# WANTED - Nuremberg - Translator English to German



## gaz_0001 (May 27, 2013)

WANTED - Nuremberg - Translator English to German

Can anyone help me with a translator?

Its a very basic task, and would suit Student or part time worker in particular.

Task is:
I am about to be made unemployed in Germany. I require a translator, English to German to come with me to the Unemployment office here in Nuremberg next to the Opernhaus Underground.

Will pay, of course due to the nature of imminent unemployment, I can not addord a professional translation service.

Message me if you know anyone with decent English and German.
Thanks
Gareth


----------



## Bevdeforges (Nov 16, 2007)

Under the rules of the forum, you can't actually advertise for someone to "work" for you like this. However, are you sure you really need a translator to accompany you to the Arbeitsamt? I actually have some experience with them (when I applied for unemployment in Germany) and they are (or were) fairly easy to deal with. It's not at all a "confrontational" meeting.

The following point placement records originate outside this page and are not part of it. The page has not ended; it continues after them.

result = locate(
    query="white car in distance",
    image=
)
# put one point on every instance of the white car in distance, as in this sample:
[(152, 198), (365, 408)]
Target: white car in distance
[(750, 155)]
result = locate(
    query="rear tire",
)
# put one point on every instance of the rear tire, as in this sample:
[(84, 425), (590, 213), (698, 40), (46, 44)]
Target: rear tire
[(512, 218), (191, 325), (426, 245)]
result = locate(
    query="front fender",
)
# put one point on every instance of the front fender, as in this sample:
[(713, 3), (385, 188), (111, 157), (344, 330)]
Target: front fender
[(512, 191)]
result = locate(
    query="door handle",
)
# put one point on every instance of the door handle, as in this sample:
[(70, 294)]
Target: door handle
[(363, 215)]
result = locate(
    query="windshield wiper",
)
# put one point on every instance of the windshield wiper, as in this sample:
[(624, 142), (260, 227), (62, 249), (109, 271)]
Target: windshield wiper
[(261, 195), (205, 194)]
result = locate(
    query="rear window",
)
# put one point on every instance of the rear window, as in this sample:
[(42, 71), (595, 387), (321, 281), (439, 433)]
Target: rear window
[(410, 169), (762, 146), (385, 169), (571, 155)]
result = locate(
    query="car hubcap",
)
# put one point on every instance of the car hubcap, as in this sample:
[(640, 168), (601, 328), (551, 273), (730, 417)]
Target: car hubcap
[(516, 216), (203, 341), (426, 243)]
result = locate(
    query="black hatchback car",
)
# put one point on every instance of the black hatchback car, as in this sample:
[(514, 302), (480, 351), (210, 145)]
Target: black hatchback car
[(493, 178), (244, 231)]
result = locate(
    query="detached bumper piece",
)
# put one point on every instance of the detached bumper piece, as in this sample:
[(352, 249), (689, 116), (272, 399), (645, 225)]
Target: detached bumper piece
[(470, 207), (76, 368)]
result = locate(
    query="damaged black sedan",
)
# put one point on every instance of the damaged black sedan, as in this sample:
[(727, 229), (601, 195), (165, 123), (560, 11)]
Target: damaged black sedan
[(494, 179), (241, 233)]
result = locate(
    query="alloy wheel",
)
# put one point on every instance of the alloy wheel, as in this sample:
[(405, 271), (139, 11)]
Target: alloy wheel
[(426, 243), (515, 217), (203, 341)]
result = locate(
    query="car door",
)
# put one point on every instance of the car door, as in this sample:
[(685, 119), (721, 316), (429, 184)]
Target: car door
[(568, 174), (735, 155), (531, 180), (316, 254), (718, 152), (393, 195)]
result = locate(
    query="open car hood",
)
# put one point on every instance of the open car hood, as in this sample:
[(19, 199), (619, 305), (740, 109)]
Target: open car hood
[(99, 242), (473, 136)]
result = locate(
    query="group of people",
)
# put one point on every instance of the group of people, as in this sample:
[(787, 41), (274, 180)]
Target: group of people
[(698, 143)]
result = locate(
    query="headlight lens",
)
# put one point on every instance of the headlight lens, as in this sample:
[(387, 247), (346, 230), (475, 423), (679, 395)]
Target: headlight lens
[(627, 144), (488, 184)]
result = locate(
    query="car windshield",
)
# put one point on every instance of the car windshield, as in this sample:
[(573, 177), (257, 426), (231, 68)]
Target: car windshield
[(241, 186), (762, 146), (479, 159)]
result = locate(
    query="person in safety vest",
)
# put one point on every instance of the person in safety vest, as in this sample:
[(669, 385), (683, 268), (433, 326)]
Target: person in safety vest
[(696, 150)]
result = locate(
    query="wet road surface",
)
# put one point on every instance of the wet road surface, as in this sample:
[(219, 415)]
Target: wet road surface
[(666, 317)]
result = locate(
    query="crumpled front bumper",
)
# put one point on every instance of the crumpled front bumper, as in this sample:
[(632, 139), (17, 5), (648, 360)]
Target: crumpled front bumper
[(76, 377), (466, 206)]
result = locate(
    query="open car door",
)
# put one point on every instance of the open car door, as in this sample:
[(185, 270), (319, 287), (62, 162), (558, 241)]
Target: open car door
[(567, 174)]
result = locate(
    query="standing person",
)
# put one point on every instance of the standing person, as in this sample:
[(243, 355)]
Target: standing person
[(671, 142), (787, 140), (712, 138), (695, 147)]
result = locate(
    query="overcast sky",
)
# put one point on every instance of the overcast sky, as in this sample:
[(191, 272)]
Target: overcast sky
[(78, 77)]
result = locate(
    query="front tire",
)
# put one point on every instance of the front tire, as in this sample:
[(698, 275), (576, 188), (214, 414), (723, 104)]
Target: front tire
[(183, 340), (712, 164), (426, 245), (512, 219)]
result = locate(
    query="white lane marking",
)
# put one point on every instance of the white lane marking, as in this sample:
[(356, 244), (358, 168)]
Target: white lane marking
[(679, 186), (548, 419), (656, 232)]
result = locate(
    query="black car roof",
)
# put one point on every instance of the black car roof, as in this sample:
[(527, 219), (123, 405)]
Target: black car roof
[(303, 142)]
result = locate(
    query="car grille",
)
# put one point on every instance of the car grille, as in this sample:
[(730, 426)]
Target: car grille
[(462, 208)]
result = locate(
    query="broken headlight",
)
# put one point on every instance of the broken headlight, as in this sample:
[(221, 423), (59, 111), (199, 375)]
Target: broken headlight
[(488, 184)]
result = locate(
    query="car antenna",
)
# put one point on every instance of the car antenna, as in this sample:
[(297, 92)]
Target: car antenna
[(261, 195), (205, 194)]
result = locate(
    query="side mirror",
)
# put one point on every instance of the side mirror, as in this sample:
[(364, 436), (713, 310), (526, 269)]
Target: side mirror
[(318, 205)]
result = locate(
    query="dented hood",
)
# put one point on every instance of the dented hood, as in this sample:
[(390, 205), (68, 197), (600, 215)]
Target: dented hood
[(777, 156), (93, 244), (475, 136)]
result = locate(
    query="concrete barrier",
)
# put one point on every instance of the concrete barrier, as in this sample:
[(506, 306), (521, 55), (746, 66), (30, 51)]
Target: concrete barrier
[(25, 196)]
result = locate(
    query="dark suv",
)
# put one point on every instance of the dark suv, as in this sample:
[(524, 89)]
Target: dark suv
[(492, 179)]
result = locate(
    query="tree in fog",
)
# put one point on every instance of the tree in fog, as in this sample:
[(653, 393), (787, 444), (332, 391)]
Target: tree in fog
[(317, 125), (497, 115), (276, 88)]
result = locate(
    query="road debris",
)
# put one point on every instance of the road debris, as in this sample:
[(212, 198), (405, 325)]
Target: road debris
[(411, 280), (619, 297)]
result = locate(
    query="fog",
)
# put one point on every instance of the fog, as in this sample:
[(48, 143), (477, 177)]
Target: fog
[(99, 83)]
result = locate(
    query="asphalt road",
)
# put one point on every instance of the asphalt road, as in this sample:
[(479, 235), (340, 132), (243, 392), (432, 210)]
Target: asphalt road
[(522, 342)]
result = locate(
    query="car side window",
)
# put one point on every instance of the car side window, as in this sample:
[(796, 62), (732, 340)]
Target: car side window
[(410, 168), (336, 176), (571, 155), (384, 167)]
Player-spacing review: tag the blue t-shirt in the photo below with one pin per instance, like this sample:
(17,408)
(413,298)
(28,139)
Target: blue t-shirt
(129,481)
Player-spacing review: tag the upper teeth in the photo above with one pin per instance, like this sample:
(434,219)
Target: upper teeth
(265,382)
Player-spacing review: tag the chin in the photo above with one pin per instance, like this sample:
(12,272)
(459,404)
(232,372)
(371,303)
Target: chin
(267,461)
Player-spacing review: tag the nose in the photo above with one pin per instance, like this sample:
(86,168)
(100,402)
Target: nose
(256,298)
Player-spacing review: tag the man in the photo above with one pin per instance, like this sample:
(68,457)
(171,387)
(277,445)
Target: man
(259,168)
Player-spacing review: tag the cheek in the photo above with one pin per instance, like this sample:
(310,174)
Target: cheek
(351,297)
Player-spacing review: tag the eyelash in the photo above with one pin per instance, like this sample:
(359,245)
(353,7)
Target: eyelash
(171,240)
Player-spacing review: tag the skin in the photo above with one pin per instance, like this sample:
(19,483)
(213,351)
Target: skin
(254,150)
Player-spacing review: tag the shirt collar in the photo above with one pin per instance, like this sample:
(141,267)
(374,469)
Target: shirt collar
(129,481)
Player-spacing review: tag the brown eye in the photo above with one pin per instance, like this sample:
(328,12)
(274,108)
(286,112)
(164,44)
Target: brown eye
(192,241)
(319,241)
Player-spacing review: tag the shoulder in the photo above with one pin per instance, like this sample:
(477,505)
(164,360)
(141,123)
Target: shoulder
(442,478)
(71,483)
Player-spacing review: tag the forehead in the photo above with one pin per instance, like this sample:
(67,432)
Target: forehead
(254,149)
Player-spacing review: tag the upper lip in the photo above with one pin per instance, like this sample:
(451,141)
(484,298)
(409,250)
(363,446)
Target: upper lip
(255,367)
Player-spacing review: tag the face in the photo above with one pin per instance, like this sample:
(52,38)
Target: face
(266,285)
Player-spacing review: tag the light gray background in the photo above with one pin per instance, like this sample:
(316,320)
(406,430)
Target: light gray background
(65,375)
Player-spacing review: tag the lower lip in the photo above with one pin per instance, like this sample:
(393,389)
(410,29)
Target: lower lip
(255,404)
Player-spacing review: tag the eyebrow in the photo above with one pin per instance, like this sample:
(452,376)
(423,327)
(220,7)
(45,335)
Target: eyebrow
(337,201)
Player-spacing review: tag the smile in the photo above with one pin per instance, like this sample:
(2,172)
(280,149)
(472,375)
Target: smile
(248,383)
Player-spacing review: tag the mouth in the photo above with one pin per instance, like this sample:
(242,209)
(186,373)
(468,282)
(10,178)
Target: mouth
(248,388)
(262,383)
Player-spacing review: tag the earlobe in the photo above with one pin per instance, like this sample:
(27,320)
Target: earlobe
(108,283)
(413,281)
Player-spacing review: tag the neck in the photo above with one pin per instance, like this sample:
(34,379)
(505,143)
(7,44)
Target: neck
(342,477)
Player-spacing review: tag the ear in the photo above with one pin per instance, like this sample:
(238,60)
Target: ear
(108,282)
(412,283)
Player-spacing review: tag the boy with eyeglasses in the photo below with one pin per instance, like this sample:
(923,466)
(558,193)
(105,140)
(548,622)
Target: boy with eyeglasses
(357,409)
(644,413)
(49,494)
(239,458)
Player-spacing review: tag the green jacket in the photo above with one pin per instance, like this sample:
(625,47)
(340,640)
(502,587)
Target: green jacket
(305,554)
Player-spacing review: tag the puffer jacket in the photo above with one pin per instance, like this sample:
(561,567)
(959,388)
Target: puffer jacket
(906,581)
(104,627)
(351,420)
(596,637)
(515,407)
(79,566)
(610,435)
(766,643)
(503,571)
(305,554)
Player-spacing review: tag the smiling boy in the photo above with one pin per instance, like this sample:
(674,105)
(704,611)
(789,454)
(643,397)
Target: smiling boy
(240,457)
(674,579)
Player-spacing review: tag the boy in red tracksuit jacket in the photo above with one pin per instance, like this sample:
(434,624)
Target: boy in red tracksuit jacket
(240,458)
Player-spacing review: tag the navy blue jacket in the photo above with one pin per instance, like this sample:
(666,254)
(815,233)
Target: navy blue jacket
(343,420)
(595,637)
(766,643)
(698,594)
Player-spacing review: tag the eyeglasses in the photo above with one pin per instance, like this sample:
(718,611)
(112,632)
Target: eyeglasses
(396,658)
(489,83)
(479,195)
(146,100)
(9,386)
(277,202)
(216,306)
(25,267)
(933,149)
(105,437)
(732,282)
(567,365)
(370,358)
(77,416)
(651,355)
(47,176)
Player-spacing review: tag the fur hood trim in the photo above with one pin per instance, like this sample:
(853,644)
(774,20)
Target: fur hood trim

The one thing you want to do is to get in to see them ASAP, translator or no. Your benefits start based on when you met with them for the first time, so putting it off just means you're delaying your potential benefits. If you have problems at that first meeting, then you can see who is available to accompany you, but it's entirely possible that someone in the office may be able to help you in English.
Cheers,
Bev


----------



## gaz_0001 (May 27, 2013)

Bevdeforges said:


> Under the rules of the forum, you can't actually advertise for someone to "work" for you like this. However, are you sure you really need a translator to accompany you to the Arbeitsamt? I actually have some experience with them (when I applied for unemployment in Germany) and they are (or were) fairly easy to deal with. It's not at all a "confrontational" meeting.
> 
> The one thing you want to do is to get in to see them ASAP, translator or no. Your benefits start based on when you met with them for the first time, so putting it off just means you're delaying your potential benefits. If you have problems at that first meeting, then you can see who is available to accompany you, but it's entirely possible that someone in the office may be able to help you in English.
> Cheers,
> Bev


Hi Bev,

I was there this morning actually. 
The woman i met with was very 'Hostile'. She understood English, but was not able to speak English back to me.
She sent me away with a written letter telling me to return within 5 days with a Translator.
I had the same issue in the Registration office and the Tax office, but they decided to speak english with me after belittling me for a while. (Which is fine!).

In the Arbeitsamt I did of course ask if I could wait for an indefinite period until an English speaker was available, but the request was rejected.

Not quite sure what to do now. I dont know any german speakers as I work for an International company and we only speak English.

Br,
Gareth


----------